Recently, my husband and I were reviewing what had been a rockier evening than most in our house, and I started to second-guess a few of our parenting decisions.
Then I stopped. I remembered what football coach Lou Holtz often says in his motivational speeches: Know Your Mandate.
When I thought about whether what I had done as a mom matched my mandate, I felt okay about my actions and decisions. Actually, I felt more than okay. I felt downright confident that I was doing the right thing.
Here’s what I believe my mandate is as a parent:
– Keep my child safe;
– Do what I can to keep my child healthy;
– Display love and affection for the child;
– Make sure the child is educated; and
– Teach the child to be respectful and responsible.

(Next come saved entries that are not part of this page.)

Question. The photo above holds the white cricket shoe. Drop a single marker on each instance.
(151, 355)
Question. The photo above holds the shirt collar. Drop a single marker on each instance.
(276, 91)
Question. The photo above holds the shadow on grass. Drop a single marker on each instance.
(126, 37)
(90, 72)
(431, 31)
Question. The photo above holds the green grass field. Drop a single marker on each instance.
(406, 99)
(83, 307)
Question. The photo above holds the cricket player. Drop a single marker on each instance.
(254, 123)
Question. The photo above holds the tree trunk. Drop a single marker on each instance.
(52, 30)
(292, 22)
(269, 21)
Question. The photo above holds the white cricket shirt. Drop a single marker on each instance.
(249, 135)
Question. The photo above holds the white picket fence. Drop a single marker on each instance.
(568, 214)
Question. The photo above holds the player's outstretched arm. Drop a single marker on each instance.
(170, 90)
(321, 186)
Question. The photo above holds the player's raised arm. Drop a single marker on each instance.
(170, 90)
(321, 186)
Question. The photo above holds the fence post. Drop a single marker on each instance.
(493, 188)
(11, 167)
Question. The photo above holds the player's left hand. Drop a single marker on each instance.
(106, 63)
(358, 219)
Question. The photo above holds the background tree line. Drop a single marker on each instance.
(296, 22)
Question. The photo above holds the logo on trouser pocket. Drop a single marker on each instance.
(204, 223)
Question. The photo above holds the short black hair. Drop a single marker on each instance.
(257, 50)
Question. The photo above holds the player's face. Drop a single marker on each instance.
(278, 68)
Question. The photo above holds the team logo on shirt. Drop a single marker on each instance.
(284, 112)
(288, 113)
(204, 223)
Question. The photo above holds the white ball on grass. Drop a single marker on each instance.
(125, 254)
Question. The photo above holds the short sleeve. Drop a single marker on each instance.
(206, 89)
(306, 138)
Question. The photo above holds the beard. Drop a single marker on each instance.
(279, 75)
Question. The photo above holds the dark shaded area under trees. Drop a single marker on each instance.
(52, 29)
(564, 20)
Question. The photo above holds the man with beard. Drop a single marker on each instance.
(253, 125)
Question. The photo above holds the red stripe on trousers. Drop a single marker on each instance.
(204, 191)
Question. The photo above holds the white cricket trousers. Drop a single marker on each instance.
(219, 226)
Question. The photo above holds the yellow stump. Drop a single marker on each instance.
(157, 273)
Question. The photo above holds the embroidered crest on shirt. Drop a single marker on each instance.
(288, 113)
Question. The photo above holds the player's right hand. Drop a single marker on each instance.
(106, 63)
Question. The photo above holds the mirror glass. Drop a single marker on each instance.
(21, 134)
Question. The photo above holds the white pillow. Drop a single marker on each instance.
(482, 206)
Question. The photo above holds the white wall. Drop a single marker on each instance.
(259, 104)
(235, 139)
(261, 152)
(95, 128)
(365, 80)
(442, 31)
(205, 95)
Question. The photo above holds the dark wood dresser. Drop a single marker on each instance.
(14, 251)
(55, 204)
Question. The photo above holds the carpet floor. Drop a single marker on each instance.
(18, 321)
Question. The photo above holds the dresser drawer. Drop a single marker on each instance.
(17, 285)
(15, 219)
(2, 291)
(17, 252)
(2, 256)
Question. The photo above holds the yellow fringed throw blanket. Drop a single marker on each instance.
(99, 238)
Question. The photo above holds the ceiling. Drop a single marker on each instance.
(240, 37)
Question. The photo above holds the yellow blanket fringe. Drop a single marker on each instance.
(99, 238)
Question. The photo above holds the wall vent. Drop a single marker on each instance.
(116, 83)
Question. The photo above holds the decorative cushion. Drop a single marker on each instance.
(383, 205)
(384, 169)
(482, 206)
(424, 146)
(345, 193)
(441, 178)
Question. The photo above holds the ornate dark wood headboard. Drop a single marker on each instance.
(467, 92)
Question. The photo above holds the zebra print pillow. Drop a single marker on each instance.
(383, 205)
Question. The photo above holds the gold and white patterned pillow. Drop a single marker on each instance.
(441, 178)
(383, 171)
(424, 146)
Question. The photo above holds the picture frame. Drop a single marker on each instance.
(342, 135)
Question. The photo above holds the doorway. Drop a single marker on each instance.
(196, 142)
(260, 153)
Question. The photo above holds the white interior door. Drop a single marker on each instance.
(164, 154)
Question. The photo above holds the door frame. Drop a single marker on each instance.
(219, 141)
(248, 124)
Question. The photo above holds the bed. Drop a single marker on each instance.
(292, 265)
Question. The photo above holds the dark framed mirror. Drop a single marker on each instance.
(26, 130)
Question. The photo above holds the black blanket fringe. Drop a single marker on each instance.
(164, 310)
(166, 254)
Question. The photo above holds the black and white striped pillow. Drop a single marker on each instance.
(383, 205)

I also know what my mandate does not include:
– I am not my child’s friend;
– I am not my child’s sole entertainment committee; and
– I am not responsible for my child’s happiness.
I feel pretty confident in saying that all of those fall under the umbrella of parenthood. I’m sure there are more, and everyone may see their mandate somewhat differently, but in the hierarchy of needs, these are at the top for me. And that means that there will be some rough nights, and some awkward or difficult, but hugely important, ongoing conversations.

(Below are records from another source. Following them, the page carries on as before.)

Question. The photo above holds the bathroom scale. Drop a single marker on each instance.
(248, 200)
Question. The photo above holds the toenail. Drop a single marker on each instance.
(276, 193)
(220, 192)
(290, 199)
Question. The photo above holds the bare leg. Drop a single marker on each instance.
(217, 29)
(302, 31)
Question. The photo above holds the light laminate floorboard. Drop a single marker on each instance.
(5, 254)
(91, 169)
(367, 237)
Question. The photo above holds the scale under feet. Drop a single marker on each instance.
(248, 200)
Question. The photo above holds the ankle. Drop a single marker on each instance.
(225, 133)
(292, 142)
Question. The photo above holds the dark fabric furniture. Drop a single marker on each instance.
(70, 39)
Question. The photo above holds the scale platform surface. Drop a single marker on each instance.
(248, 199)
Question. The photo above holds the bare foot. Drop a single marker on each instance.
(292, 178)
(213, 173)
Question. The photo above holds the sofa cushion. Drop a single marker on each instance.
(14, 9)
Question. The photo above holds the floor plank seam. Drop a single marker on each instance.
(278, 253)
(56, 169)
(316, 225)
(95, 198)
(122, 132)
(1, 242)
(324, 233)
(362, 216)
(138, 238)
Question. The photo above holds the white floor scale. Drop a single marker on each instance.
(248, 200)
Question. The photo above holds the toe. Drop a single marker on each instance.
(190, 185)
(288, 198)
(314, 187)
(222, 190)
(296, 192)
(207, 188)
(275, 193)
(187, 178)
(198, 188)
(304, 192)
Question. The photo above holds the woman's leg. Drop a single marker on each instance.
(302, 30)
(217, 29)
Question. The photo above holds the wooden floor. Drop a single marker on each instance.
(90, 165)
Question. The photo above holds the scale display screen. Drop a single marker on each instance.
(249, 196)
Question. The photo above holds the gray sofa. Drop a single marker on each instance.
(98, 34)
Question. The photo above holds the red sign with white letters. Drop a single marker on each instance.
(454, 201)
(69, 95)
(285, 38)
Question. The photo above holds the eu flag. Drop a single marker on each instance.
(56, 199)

Many of those responsibilities in my mandate overlap, as making safe and responsible decisions often first requires education and information. Knowledge is power. That is true of so many circumstances, including knowing exactly why kids and alcohol don’t mix.
I’m very grateful that Ask, Listen, Learn provides both the facts that I need to arm my child and the tips for parents on how to have these important discussions with my child. My hope is that the combination will empower her to make good choices.
As she totters on the edge of the teen years, she’s making more of her own choices. When I’m dropping her off, I’m known to say as she exits the car, “Make good choices.” For that to happen, I need to provide her with the facts and figures to do so, as well as make sure she’s very clear on where I stand. That means starting to talk early, and talking often, about the dangers of underage drinking. It means covering various scenarios and ensuring that she understands the why behind my belief that kids and alcohol don’t mix.
Lou Holtz may not have meant to give parenting advice, but his recommendation is solid in all circumstances, even those involving upset tweens and teens. Knowing what your mandate is, and what your ultimate goals are, make it easier to stay the course. Not easy, but easier.